Thursday, February 3, 2011

Preparing for Haiti: Part 3

I often wonder if I am a woman of my word. OK, honestly, I hate that I’m really not. I also think, what memories will my children choose to remember of me? Am I someone who played with them? Am I someone who was busy all the time? Yelled a lot. Calm in the face of struggles. Their encourager. Then there is the issue of 100 times a day my kids loose their cool over something, and I hear the words pour out of my, “Take a breath. Relax. We can’t think when we are upset. Take a breath and let’s think about this. We can be angry, but we don’t have to loose our cool.” Then it never fails, I am tested five minutes later, and yes, I loose my cool. I feel like I loose it a lot and honestly I feel like, how are my children ever going to believe anything I say when I’m not a woman of my word? When I tell them to behave one way, and then act another?

Today was a day of pushing all sorts of limits. After starting breakfast at the request of my children, my cousin called. He wanted to know how flexible my travel time was because of all the weather around the country. He wanted me to leave 12 hours earlier than expected. Oh. OK. We can make that happen. I call Paul, I find a sitter, I wash a dish, I turn the TV on for the kids so I can pack, and we’ll make this happen. Then I go to grab my passport. Not where I left it. I look in the second place I keep it, our files. Not there. There are three places I keep my passport, all of them void of my one absolute critical traveling need. I call Paul, he doesn’t know. While my heart starts beating faster, I am trying to retrace my steps. Really difficult for me, when so many of my days feel the same. Then I have this vague memory of starting to pack for Haiti a month ago and moving my passport with my jewelry. Yeah. The Jewelry box that was stolen off my dresser at Christmas. I don’t have it. I don’t have a passport and I am supposed to leave for Haiti in four hours.

I stood their paralyzed. I started to cry, then I started to weep. A really hard cry from deep within. I hadn’t felt violated with the burglary until just then. They finally had taken something critical from me, my opportunity to go Haiti. I was looking at yet another trip cancelled. I couldn't breath. I was crying so hard. I called my friend Lindsey. She could talk me out of this place. Speak truth to me. Pray for me. I’m pretty sure she thought I had been attacked and when I told her what happened, she responded, “It’s OK. We can do this.” She found a passport emergency office here in the Twin Cities. There are only a handful of offices around the country, and wouldn’t you believe that one of them is 10 min from our house. It was noon. My kids hadn’t eaten, and I got an appointment at 1pm. I’m printing off applications, yelling at my kids to get their coats on while they are still in their pajama’s. Somehow we did it. I got my kids to the downtown office, after getting them upstairs, we had to go four blocks to the Post Office and get my photo taken, go back and finish the application, then go back outside to feed the meter. It was a crazy two hours and I yelled at my kids a lot to walk faster, stop complaining, stop touching everything, stop interrupting, you name it. Then I got my passport. It was a miracle. In two hours I went from having no passport to having a passport and leaving for the airport.

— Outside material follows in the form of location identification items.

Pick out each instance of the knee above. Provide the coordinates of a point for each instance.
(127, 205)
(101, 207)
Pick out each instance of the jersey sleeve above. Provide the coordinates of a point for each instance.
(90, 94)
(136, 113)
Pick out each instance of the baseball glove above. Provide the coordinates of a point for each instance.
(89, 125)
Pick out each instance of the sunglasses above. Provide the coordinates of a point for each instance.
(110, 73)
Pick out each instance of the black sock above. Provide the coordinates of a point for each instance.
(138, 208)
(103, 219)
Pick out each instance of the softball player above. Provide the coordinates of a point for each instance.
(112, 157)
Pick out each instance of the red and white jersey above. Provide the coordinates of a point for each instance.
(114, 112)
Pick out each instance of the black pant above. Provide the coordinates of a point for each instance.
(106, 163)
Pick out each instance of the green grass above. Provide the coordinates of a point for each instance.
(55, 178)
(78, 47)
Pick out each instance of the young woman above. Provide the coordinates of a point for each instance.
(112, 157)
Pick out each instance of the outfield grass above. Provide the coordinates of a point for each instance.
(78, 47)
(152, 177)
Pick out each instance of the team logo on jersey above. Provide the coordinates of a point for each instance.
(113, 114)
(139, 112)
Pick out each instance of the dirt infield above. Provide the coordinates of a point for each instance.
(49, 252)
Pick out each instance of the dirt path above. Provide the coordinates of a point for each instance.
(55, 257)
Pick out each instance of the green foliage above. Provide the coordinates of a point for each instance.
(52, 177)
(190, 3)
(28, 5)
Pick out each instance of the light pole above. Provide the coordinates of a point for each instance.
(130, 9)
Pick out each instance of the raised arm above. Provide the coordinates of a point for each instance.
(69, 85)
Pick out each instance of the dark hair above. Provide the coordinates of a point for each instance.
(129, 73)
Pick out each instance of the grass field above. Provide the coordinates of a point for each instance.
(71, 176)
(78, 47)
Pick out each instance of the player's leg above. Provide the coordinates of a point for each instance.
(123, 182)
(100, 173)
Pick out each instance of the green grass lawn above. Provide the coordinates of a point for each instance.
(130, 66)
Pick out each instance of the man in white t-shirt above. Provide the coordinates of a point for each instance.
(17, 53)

But I wasn’t proud of how I treated my children. In the face of hardship and struggle and stress, I wasn’t the woman of my word that I wanted to be. We would pray and then I would just freak out again. My kids saw me crying and tearing apart my room looking for my passport. When my son looses his favorite blanket and he starts freaking out and yelling that someone took it, I tell him to calm down. Retrace his steps. Yelling isn’t going to help. I get that a blanket and passport aren’t on the same level to an adult, but to a child, his absolute favorite possession is missing. Just like mine. We are in the same place and I expect more from him than I am able to deliver myself. Most days I disappoint myself in how I behave. I want to the woman I trying to raise my kids to be.

I live by the promise of “one day at a time, sometimes one moment at a time.” God is gracious to me as I learn.